Condanna o dono, è questo il binomio ricorrente in quasi tutta la filmografia che riguarda i cosiddetti “Lupi mannari”, la punizione per aver sfidato il sovrannaturale e un morso che veicola l’infezione/maledizione e il cinema degli anni ’80 non cambia direzione, attualizzando si il licantropo, ma non stravolgendone i canoni classici, trasformandolo in predatore urbano e feroce serial killer.
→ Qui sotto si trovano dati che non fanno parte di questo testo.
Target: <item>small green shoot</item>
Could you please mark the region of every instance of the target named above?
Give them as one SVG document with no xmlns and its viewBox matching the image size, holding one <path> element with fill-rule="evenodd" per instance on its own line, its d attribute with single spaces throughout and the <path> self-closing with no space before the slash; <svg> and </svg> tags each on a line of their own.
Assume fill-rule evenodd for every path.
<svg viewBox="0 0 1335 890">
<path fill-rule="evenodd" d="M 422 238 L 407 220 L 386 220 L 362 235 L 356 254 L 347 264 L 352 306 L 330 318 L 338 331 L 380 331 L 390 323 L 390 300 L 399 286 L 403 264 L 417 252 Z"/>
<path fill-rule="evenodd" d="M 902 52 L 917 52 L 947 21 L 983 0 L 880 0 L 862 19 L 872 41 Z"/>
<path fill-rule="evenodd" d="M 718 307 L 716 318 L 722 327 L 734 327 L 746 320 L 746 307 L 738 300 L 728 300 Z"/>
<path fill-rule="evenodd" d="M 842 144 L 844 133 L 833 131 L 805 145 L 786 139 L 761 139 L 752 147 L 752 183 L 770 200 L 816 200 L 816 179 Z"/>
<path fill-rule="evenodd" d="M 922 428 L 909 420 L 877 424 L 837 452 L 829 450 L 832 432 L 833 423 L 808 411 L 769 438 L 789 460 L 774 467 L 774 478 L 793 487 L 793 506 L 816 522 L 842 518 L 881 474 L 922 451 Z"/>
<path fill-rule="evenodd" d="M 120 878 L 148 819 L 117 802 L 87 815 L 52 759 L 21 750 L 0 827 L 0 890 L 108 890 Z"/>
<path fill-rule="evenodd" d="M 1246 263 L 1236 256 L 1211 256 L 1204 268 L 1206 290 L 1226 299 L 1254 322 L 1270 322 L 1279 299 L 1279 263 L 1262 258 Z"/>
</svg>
Si formano così gruppi, comunità che stabiliscono e delimitano il loro territorio, ed utilizzano il dono per avvicinarsi alla loro natura più profonda, si nutrono di vittime selezionate e attirate ad arte nel loro territorio, come la comunità di licantropi de L’ululato (1980) di Joe Dante.
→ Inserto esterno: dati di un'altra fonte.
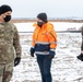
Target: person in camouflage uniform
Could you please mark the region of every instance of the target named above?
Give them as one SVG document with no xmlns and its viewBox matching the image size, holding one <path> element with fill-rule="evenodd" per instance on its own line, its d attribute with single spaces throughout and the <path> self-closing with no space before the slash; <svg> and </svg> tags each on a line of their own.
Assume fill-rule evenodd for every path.
<svg viewBox="0 0 83 82">
<path fill-rule="evenodd" d="M 81 34 L 82 34 L 81 54 L 78 56 L 78 59 L 83 61 L 83 26 L 81 27 Z"/>
<path fill-rule="evenodd" d="M 10 22 L 12 9 L 0 7 L 0 82 L 10 82 L 13 67 L 21 61 L 21 45 L 19 32 Z"/>
</svg>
Esiste anche una tipologia meno vittimista di licantropi, quelli consapevoli, quelli che utilizzano il dono per scopi personali, che addomesticano la bestia per utilizzarne il potere, come Jack Nickolson in Wolf: la belva è fuori (1994), che dopo un naturale e lento adattamento fa della sua anomala condizione virtù, tornando ad un vigore che gli permetterà di consolidare il suo status dominante nella società in cui vive, cosi come avviene nel regno animale.

La licantropia anche come specchio dei problemi adolescenziali, la mutazione come riflesso distorto della maturazione e dello sviluppo della propria sessualità, così la licantropia assume le vesti di un adolescente frustrato che cerca riscatto e lo trova attraverso l’uso di nuove capacità che inaspettate gli cambiano la vita, questo accade in Voglia di vincere (1985) oppure fuga dalla dimensione adulta e paura di abbandonare la rassicurante infanzia della coppia di sorelle protagoniste della trilogia Licantropia.

I licantropi del nuovo millennio sono si vittime di se stessi, ma hanno radici e tradizioni secolari alle loro spalle e allora combattono guerre per il predominio della propria razza come i Lycan della serie Underworld; cercano di esorcizzare il male che li domina aiutando il bene a prevalere sull’oscurità come accade in Van Helsing (2004); si aggirano tormentati in cerca di una compagna, unico rimedio ad un’insostenibile solitudine, come in Cursed: il maleficio (2005) oppure si raccontano attraverso le gesta di un omicida precursore dei moderni serial killer come nello spagnolo I delitti della luna piena – Romasanta (2004).

Le più recenti incursioni su grande schermo del licantropo fanno riferimento al suggestivo e sottovalutato remake Wolfman che ha riportato questa icona horror alle sue origini e al soprendente found footage Wer, ma il licantropo non è come il vampiro, non ama i riflettori ne la troppa visibilità, preferisce far capolino ciclicamente come è nella sua natura, mostrarsi per un fugace momento in tutta la sua brutalità per poi tornare nell’ombra alle sue notti insonni e alla caccia forsennata per placare un’anima irrimediabilmente dannata.

A compendio della filmografia citata aggiungiamo: Frankenstein contro l’uomo lupo (1943), In compagnia dei lupi (1984), Unico indizio la luna piena (1985), Dog Soldiers (2002), Werewolf – La bestia è tornata (2012).